Las campañas de Carlos I, la conquista de Flandes, una corte suntuosa, los préstamos usureros de los Fúcar, todo ello consumió el oro americano, lo esparció por los caminos de Europa y como el traje aurífero del cacique que se bañaba en la laguna Guatavita, se disolvió en una irrecuperable desintegración. Como ha seguido sucediendo, las utopías alcanzadas fueron el punto de partida de penosas frustraciones.
La generación del 98 favoreció una preocupación por la identidad hispánica que iba mucho más allá del universo de la pandereta y el torero que el falso color local había pregonado. Perdidos el imperio y el oro se intentaba hallar los denominadores comunes de la hispanidad. Había un subrayado interés por rescatar el perfil propio, por desvelar lo que hacía española a España, por ahondar en la configuración profunda del suelo natal. La búsqueda de la raíz, incluso allende el mar, era alentada por las mentes de primer nivel. Este cuestionamiento fue preocupación compartida por toda una generación de intelectuales españoles que luego, desafortunadamente, se aprovechó por el falangismo.
Ahora, en España, en Latinoamérica, se advierte una obsesión por asumir una fachada nórdica. Se enciente el televisor y todos son rubios. No hay lugar para los cabellos endrinos y los cutis atezados. Niñitos blondos comen cereales en su desayuno y las señoras gustan de yogurts sin calorías, las amas de casa emplean detergentes maravillosos capaces de borrar todas las máculas, se usan desodorantes perfumados, la música es generada por estridentes discos compactos.
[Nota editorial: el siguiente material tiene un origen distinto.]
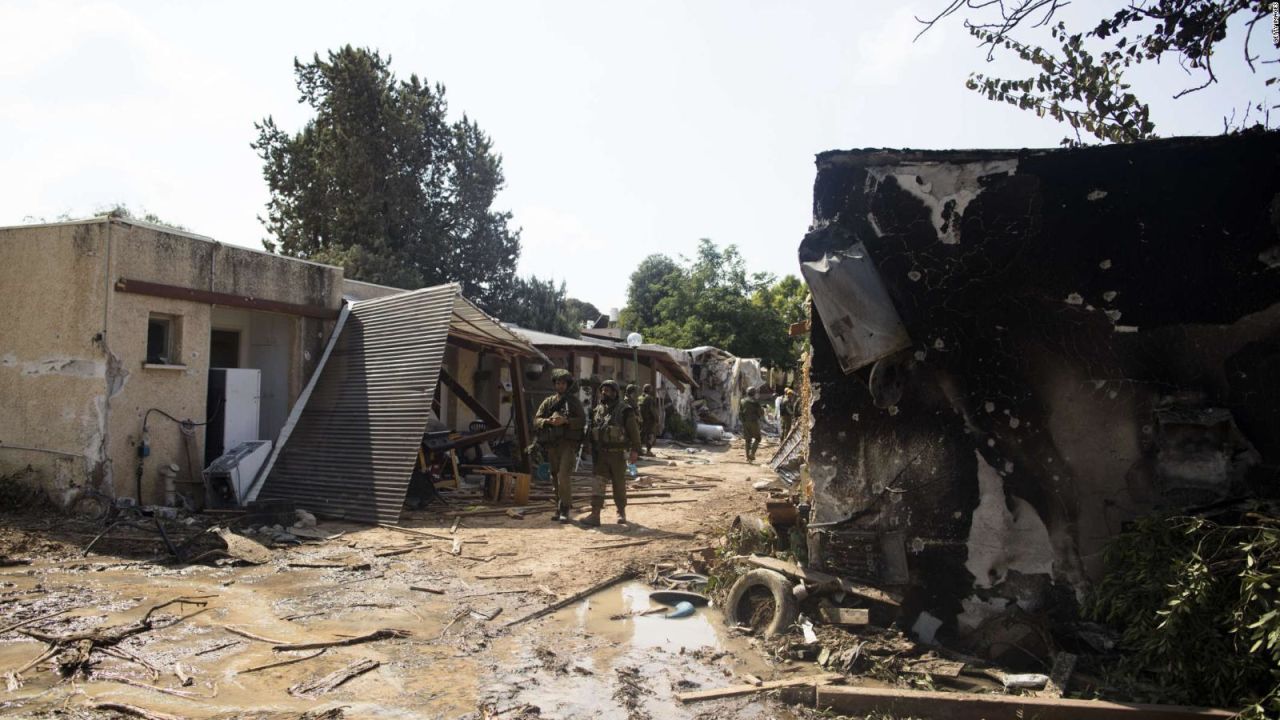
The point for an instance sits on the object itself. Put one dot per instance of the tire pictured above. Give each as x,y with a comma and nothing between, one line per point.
746,604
Hemos olvidado la cazuela de barro, la cuchara de madera y el cepillo de cerda.
No se trata de negar la innovación, pero pudiéramos evitar las máscaras miméticas que desvanecen la originalidad de una de las más antiguas y complejas culturas, la hispánica. España favorece su europeización en detrimento de sus tradicionales vínculos con Hispanoamérica. Esa civilidad de septentrión nos abate, nos oprime y nos empobrece.
No es posible que se disipen los mitos y memorias de una comunidad de naciones que ha contribuido como pocas a la actual civilización humana. Capitular ante el utilitarismo de nuestra época sería aceptar la pérdida de una tradición que nos ha conformado a todos. En un mundo de creciente pragmatismo ¿quién honra hoy aquella hidalguía del espíritu de la cual Ortega y Unamuno fueron sus expresiones más enaltecedoras?